Although filing a claim is a smooth process for some, bad faith insurance tactics can turn filing auto insurance claims into a long, arduous insurance dispute. Claimants who suspect an insurance company is acting in bad faith can find assistance from their car accident lawyer in Orlando.

Signs Of Bad Faith Insurance

One sign of bad faith insurance is an unreasonable delay with investigating the claim. It helps to put everything in writing, such as dates and times of communication with the insurance company and when paperwork was filed. This way, you can track how long the process is taking and use it as evidence if necessary.
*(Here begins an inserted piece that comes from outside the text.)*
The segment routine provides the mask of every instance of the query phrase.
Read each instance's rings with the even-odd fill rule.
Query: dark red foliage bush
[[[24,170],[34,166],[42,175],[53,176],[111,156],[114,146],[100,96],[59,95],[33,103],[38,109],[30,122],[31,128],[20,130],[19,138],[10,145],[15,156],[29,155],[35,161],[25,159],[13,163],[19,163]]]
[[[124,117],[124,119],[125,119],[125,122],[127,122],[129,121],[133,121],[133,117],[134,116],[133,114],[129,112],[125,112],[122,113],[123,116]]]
Another sign of bad faith is when coverage is unfairly denied. Insurance companies may attempt to misinterpret what is contained in the policy. This tactic can sometimes be proven by citing the policy itself – a car accident lawyer in Orlando can help evaluate the terms of the policy compared to the insurance company’s interpretation.

Since the insurance company wants to pay as little as possible, they may try to use retaliation as a way to get you to accept a lower settlement. Tactics could include the threat of higher rates or cancellation of the policy.

If the insurance company keeps losing paperwork or asks for something that has already been provided, this may also be a sign of bad faith. This could be the company’s way of delaying the process, but it might also be a deceptive practice aimed at getting the claimant to give up pursuing a claim, or settling it quickly just to get it over with.

Finally, when an accident is clearly someone else’s fault but the insurance company continues to try to shift the blame, it may be a case of bad faith. Bottom line is the insurance adjusters are likely trying to diminish or deny your claim.